Certain Fury was one of those items from New World post-Roger Corman, when their orange globe logo was a familiar sight to video renters across the nineteen-eighties if the video store was out of blockbusters and they were reduced to a cheaper alternative. This was undoubtedly a good example of that, a loose remake of The Defiant Ones that had brought racial issues to the silver screen in the fifties, though whether Tatum was a decent substitute for Tony Curtis and Irene was for Sidney Poitier was debatable. What was, er, certain, turned out to be the studio's propensity for cashing in on the artistic achievements of their leading ladies here: both had won Oscars, O'Neal for her debut in Paper Moon and Cara for writing the hit theme to Flashdance.

It may have been more significant that for one thing, Tatum's Oscar was for a performance delivered when she was a child, and her star had somewhat fallen since, becoming better known as "Tantrum" and for her stormy relationship with tennis legend John McEnroe in the tabloids than her acting roles, and Cara's award was not for her acting. They missed a trick by not getting her to trill on the soundtrack for this, which did not even have a proper theme song, so naturally most audiences were going to set their expectations rather low. They would have been wise to do so, and indeed this turned into a minor joke among those who had seen it (it dropped out of sight for decades before its revival on home entertainment).

On the other hand, just because you were watching a pair of celebrities in somewhat reduced circumstances, albeit reduced in the context of the movie, did not mean there was no amusement to be gained from watching them run around and swear their heads off. The bad language became the prompt for many titters at the time, as if the actresses were trying too hard to be tough in a gritty thriller, but just about every character they met was turning the air blue to a ridiculous degree - fair enough, it was clever to swear, but when Tatum gets called the C word by her junkie boyfriend (Nicholas Campbell) you did wonder if this was an attempt to shock that was having the opposite effect. Still, her Scarlet character had it easy compared to the determination the drama had to drag Tracy into the gutter.

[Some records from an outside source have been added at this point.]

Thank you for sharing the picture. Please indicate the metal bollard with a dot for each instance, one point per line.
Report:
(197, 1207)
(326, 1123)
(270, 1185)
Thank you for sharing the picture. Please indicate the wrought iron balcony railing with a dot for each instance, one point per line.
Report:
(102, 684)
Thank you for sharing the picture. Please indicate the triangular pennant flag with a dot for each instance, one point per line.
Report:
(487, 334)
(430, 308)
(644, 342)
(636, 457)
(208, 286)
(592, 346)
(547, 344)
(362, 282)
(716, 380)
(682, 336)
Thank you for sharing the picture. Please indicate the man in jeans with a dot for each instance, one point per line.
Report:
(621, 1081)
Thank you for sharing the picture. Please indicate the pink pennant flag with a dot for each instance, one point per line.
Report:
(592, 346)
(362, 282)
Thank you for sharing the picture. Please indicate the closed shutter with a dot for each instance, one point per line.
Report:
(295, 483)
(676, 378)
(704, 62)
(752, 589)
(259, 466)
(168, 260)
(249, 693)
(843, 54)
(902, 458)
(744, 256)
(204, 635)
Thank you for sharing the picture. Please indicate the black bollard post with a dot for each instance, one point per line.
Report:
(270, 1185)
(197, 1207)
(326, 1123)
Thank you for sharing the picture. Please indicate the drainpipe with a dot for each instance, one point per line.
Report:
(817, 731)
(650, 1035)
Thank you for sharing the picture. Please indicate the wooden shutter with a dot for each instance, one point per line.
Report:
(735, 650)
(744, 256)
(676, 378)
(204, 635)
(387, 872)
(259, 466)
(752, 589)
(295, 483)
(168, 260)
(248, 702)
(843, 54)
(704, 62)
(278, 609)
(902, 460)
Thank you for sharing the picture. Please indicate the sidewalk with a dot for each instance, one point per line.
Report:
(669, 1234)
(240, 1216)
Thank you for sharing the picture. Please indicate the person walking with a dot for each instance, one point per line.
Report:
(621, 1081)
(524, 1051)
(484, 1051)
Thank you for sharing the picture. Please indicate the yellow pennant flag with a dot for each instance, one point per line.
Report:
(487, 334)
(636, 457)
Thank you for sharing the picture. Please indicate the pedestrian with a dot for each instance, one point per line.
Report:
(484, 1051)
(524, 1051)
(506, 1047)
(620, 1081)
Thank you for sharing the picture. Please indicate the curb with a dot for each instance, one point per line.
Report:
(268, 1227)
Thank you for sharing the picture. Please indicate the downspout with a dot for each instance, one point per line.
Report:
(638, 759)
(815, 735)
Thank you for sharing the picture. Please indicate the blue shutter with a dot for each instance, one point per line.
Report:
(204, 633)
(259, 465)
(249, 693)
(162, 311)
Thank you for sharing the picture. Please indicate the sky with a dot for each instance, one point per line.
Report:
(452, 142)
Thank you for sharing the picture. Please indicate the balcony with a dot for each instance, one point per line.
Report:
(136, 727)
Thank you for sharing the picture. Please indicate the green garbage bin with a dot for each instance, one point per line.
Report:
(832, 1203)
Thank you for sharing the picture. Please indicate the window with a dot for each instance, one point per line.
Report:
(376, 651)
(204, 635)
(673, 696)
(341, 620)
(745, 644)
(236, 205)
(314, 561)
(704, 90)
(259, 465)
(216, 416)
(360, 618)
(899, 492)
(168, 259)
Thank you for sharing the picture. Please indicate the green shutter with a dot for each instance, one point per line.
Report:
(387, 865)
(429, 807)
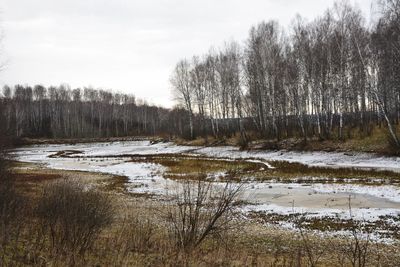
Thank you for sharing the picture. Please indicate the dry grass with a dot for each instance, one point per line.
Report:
(139, 237)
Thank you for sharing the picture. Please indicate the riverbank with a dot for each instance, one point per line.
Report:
(138, 235)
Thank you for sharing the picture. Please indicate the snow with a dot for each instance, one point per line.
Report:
(313, 199)
(324, 159)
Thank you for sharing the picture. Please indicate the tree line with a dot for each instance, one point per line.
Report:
(326, 78)
(62, 112)
(323, 78)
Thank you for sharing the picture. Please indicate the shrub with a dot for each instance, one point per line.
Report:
(200, 210)
(72, 216)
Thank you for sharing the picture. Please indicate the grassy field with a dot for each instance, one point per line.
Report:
(139, 234)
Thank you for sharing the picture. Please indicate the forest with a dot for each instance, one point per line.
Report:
(324, 79)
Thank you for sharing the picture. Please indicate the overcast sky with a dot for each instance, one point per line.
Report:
(128, 46)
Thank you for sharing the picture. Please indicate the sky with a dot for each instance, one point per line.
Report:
(129, 46)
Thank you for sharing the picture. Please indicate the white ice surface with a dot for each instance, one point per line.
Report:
(148, 178)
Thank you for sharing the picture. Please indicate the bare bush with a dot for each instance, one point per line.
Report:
(72, 216)
(11, 207)
(201, 209)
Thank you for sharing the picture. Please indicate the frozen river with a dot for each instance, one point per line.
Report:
(368, 202)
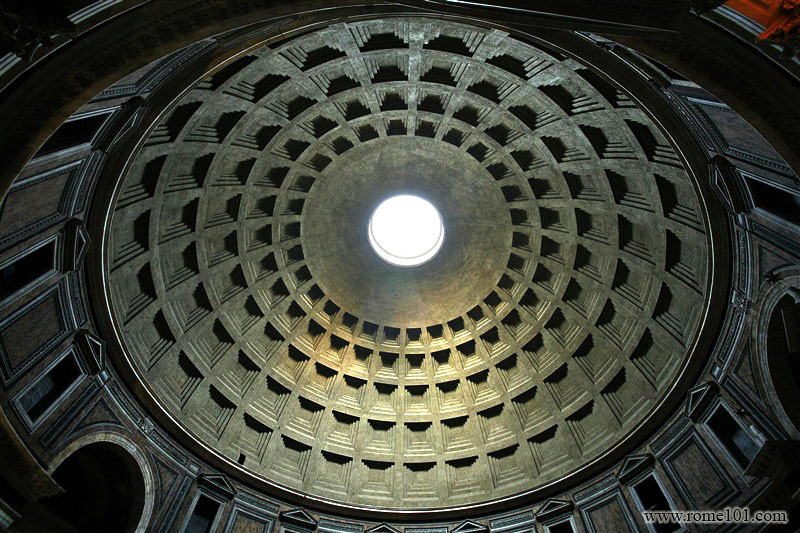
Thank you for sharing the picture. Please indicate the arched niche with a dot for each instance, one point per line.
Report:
(783, 353)
(108, 485)
(777, 345)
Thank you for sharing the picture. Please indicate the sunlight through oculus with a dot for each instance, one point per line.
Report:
(406, 230)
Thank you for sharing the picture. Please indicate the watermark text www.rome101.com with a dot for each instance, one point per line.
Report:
(729, 515)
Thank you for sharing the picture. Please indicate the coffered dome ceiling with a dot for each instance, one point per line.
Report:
(565, 301)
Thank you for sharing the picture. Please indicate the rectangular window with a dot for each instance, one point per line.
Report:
(203, 515)
(41, 397)
(561, 527)
(75, 132)
(23, 270)
(739, 443)
(775, 200)
(651, 497)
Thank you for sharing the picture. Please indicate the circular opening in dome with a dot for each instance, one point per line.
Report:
(406, 230)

Poor Irene was nearly drowned in a sewer, covered in rats, had a shower scene that was interrupted by the scuzzy boyfriend trying to rape her which led to a naked punch up in the bathroom, was injected with heroin against her will... the list of indignities went on, and you had to admire her for putting up with it and emerging as a sympathetic persona. Not that Tatum had it all that easier, as she got into a (non-naked) brawl as well that lasted for ages, and when guest star Peter Fonda, as a gang boss on his personal yacht, showed up he contrived to slash her face with his nail file: a woman's trials and tribulations are so much worse than men's, the message appeared to be. Naturally, stuffing this with so much incident meant it never dragged, not even when the two runaways from the courtroom shoot out (a way over the top sequence designed to grab the viewer from the first five minutes) had their heads to head and worked out their class and racial differences in lesson making scenes. It probably plays better with the passing of time than it did back in '85, as the female buddy movie remains a rarity even now.